Когда СК решил взять коррупцию за яйца, несмотря на гендер, и оперативники ворвались в кабинет регионального чиновника Малохуева, то они офигели. Деньги лежали прямо в коробках от офисной бумаги «Снегурочка».
Пачки лиловеньких нерусских и красненьких русских были небрежно накиданы в коробки, стоящие на подоконниках и полу, и даже вываливались из них.
Руководивший операцией полковник — ну а что, чиновник-то не хухры-мухры, а первый зам губернатора, второй человек в регионе — стянул маску-балаклаву, натянутую чисто для приличия — все и так знали, кто под ней скрывается — и потому что она сочеталась с полевой формой (а он никогда не был паркетным офицером и штабной крысой), обтёр лоб и сказал:
— Нихуя себе, Малохуев, чтоб я так жил!
Положенный, как положено, на пол лицом вниз Малохуев промычал, чувствуя себя мучеником, полусвятым, Данко, несущим людям огненный пример самоотречения. Ведь он сейчас страдает за честность и, если можно так выразиться, антикоррупционное поведение. Он перестал любить брать взятки. Ну не мог уже, при виде красненьких и зелёненьких пачек его даже тошнило.
Деньги натуральным образом вызывали у Малохуева рвоту. Это проявился коррупционный токсикоз с ярко выраженным блевательным синдромом. А если наступает такой вид токсикоза, то всё, считай, чиновник мёртв. Коровинск его меняет на новенького, жадненького, бедненького, который взахлёб начинает брать. А старого беременного деньгами деликатно отправляет в какое-нибудь хорошее место, Мотрасскую Тишину, например. И там потихоньку делает ему выкидыш из окна или аборт.
В Коровинск перестали поступать бабки. Серьёзные коровинские господа вежливо спросили у губернатора:
— В чём дело, мил человек? Почему поток бабоса из региона оскудевает? Ужель народ стал сознательнее али жаднее?
Губернатора бросило в десять контрастных потов, сначала горячие, потом холодные и так по очереди сменялись поты.

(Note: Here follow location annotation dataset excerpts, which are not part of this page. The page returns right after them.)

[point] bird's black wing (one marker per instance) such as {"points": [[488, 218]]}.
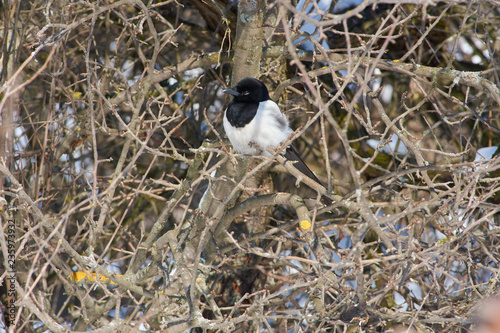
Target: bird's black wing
{"points": [[292, 156]]}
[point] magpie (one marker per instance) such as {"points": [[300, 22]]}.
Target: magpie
{"points": [[253, 121]]}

— Э-э-э… а-а-а… м-м-м… простите, Господь Вседержитель… простите милостиво… моей вины нет… видит бог… то есть вы… аз есмь… это зам, собака, пёс смердячий, разленился, беременный, подозреваю, у него даже секретарша с деньгами в туалет ходит, да папильотки делает, да сигарету раскуривает купюрами! Он, собака, виноват! Не вели казнить меня, вели его казнить!
Так и сдал губернатор зама, а ведь клялся в бане в вечной любви, так и говорил, трогая его всего:
— Не могу без тебя жить, свет-Алёшенька, желаю, чтоб ты вечно был со мной!
И делал ему нежный трах-тибидох.
А вот гляди-ка, как запел, когда прижучили. Своя шкура дороже.
А мы на примере Малохуева видим — всё может приесться и опостылеть, и бабос, и милые Алёшеньки.